Investors in clean energy are looking to Maine’s gubernatorial election to see if the political opposition to wind power will shift in the state, which is currently leading in Northeast wind generation.
Less than six months ago, Republican Gov. Paul LePage issued an executive order that places a moratorium on new wind turbine development.
A panel on Maine’s wind prospects directly addressed the future political landscape, as part of the discussions at the American Wind Energy Association (AWEA) Northeast regional two-day conference at the end of June.
In one telling moment, a panelist asked attendees to raise their hands if they had heard of LePage, Jeremy Payne, executive director of Maine Renewable Energy Association, told Utility Dive.
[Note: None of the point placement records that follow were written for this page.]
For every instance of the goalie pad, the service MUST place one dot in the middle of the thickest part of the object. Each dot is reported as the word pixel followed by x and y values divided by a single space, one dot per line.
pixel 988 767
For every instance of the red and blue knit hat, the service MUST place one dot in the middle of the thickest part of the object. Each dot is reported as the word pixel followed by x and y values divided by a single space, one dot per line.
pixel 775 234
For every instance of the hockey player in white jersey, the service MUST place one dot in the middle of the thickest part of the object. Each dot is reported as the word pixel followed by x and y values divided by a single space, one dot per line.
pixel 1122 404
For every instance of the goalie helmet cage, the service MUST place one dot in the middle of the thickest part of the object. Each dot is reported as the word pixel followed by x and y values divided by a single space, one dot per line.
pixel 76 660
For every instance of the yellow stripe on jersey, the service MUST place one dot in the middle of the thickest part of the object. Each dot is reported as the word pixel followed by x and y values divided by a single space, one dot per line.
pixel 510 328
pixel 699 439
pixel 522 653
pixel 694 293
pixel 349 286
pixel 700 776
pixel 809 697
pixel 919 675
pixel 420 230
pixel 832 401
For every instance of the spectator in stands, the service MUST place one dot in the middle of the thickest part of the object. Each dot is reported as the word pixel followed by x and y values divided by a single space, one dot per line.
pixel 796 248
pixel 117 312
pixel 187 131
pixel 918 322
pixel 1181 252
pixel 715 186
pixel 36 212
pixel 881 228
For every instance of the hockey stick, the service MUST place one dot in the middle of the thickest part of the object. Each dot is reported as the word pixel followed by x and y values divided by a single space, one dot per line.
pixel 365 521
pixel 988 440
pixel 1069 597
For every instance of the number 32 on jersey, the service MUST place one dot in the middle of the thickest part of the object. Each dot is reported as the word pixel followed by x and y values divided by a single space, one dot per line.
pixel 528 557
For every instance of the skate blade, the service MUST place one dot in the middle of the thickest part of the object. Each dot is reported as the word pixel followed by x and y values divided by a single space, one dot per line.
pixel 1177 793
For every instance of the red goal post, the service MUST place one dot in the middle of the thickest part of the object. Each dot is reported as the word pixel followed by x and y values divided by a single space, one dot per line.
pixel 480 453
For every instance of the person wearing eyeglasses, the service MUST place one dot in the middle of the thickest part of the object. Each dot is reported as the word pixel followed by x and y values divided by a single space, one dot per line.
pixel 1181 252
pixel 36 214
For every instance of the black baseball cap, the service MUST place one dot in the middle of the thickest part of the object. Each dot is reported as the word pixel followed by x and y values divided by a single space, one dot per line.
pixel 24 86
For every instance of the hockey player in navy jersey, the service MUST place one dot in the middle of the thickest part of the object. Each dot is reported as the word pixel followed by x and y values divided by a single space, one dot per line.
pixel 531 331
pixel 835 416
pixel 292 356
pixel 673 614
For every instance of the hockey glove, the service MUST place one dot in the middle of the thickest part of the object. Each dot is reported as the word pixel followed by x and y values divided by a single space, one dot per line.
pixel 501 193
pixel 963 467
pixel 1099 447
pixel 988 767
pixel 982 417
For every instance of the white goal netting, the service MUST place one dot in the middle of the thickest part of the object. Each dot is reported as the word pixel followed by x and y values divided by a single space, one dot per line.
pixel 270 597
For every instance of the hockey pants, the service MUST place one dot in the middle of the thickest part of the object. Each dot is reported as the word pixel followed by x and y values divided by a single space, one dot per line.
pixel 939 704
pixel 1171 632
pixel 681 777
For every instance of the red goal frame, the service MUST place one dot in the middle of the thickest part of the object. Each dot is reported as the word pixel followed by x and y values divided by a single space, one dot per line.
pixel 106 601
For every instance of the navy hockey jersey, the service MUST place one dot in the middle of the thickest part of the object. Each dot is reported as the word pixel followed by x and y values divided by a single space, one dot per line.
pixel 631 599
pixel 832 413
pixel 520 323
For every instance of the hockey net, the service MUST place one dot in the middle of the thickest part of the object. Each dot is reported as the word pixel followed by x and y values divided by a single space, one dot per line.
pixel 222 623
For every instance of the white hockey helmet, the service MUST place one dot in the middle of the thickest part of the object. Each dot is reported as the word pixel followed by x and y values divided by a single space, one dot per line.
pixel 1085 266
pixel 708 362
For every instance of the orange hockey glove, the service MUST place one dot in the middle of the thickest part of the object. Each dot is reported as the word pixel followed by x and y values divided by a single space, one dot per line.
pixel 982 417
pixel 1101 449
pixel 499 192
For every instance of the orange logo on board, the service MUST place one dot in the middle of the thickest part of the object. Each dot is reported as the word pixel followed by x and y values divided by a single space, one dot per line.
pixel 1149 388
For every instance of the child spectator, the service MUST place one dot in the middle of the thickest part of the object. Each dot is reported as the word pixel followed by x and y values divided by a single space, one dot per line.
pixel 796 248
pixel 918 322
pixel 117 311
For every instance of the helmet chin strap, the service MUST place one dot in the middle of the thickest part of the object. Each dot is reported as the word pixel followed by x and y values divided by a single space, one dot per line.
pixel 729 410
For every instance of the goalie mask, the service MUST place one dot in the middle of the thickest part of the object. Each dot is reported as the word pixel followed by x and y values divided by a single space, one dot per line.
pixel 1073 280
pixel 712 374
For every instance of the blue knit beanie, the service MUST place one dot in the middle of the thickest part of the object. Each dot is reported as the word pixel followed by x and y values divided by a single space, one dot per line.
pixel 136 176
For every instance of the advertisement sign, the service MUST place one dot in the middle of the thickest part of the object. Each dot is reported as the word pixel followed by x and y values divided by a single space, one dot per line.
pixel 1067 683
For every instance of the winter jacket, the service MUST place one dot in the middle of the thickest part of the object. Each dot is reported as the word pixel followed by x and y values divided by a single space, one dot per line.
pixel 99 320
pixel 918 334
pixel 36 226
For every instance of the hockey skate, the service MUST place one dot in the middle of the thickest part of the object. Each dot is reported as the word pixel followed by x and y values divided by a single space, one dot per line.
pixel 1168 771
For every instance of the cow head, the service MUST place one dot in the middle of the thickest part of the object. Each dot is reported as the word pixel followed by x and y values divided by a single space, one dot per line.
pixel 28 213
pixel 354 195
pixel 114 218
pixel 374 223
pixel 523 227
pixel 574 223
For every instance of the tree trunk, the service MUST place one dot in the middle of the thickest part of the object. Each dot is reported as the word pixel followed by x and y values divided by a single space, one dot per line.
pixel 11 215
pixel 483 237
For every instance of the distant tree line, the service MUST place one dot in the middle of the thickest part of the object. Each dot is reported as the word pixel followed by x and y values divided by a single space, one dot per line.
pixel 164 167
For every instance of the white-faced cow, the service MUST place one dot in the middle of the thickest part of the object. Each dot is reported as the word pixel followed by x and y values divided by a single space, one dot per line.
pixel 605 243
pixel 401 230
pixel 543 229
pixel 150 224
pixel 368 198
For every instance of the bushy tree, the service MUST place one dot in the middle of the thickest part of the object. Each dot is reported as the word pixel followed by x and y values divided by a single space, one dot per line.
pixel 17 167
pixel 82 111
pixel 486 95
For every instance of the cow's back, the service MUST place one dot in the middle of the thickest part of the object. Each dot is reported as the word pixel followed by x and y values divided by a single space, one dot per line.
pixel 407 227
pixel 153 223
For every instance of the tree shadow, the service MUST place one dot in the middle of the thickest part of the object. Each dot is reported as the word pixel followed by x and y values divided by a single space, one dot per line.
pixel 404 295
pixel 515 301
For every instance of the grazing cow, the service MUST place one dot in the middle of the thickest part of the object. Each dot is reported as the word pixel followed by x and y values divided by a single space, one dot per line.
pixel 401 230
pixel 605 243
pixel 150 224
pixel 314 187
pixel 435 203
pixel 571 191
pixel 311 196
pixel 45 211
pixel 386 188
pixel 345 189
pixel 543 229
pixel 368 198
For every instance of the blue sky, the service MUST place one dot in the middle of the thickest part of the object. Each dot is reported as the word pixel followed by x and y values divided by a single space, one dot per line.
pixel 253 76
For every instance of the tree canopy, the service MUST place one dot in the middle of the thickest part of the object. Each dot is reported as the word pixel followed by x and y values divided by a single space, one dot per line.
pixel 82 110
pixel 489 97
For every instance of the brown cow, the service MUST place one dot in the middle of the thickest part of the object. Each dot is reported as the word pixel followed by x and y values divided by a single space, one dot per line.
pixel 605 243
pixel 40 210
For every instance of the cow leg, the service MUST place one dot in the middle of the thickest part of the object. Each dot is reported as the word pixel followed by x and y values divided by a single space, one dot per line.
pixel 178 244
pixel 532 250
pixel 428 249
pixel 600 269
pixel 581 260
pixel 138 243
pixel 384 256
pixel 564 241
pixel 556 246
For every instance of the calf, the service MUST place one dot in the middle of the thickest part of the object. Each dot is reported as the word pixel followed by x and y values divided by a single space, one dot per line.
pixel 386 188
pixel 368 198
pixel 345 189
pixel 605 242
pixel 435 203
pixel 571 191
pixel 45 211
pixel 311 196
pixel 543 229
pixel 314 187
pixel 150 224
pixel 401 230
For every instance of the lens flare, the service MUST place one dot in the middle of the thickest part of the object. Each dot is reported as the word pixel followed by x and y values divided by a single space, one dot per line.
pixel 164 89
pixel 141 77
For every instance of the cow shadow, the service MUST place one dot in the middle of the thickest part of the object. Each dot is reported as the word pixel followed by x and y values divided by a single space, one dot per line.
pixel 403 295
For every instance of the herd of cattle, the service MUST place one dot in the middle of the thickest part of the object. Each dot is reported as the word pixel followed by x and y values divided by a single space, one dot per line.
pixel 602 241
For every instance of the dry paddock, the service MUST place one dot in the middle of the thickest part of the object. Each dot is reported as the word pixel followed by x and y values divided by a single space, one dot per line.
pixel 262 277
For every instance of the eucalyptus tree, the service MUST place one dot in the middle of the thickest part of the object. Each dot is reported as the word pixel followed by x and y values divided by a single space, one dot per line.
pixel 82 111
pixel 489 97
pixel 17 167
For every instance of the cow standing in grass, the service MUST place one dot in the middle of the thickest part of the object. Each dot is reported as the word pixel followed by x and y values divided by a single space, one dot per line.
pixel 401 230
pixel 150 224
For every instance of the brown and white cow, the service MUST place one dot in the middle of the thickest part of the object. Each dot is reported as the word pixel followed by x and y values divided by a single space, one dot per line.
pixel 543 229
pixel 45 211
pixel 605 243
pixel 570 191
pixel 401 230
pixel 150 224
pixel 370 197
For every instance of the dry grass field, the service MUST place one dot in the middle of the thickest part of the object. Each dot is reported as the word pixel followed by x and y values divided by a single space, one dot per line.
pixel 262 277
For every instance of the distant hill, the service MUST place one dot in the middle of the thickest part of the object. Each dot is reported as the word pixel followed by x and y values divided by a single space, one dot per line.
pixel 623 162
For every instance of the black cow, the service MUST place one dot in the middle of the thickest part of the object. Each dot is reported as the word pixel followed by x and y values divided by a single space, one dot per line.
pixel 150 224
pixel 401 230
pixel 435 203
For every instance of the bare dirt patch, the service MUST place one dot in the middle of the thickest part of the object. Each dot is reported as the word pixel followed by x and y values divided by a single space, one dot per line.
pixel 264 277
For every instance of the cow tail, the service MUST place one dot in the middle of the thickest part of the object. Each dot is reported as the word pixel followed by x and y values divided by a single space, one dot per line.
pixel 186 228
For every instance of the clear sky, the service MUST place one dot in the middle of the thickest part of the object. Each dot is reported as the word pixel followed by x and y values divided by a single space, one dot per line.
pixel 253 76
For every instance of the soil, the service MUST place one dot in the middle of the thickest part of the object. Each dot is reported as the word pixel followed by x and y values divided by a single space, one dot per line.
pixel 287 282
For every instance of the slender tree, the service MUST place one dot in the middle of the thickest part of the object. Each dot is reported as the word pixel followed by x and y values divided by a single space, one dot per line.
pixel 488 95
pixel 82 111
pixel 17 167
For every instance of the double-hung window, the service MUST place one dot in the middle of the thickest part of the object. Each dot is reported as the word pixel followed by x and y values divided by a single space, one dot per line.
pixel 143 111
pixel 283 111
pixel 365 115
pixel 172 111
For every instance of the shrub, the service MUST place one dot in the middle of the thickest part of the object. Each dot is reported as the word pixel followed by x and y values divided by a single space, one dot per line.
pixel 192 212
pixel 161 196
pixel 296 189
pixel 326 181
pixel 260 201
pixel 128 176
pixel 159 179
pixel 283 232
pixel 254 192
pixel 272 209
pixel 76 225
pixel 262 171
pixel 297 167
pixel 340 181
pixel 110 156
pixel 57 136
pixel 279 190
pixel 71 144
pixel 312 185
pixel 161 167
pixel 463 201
Nearly every hand went up, he said, and then back down again when the panelist asked if their impression of the governor was positive.
“We’re in a position now where our negative business reputation precedes us,” Payne said. His wind industry advocacy group filed a lawsuit against Gov. LePage for the executive moratorium.
LePage had called the current law expediting wind energy development permitting as “too ambitious and overly permissive,” placing new permitting under a moratorium and announcing other efforts to amend wind permitting laws.
With LePage’s term coming to an end, other clean air advocates and investors are watching for signals that the future governor will at least revoke LePage’s executive order.
Of the four gubernatorial candidates, the Portland Press-Herald reported that two strongly supported more wind development, while the others made distinctions about the extent of their support. Republican Candidate Shawn Moody told the Press-Herald he would require economic impact studies, based on the tourism and recreation industries. Moody’s campaign did not answer requests for comment from Utility Dive.
“It’s difficult to assess sort of what his position would be on wind, renewables, or energy investments generally,” Payne said. He sees it as his job to connect with Moody’s campaign and the other candidates to reach out about the investment opportunity in host communities and other benefits of onshore wind.
“If they do seek to provide or require some sort of economic impact,” Payne said he hopes that the next governor will “apply it across the board to every industry, that it’s not just targeted at wind.”
Members of the American Council on Renewable Energy (ACORE) and other attendees as the AWEA conference mentioned interest from Northeast utilities and large companies to procure more wind power, Todd Foley, ACORE senior vice president of policy & government affairs, told Utility Dive.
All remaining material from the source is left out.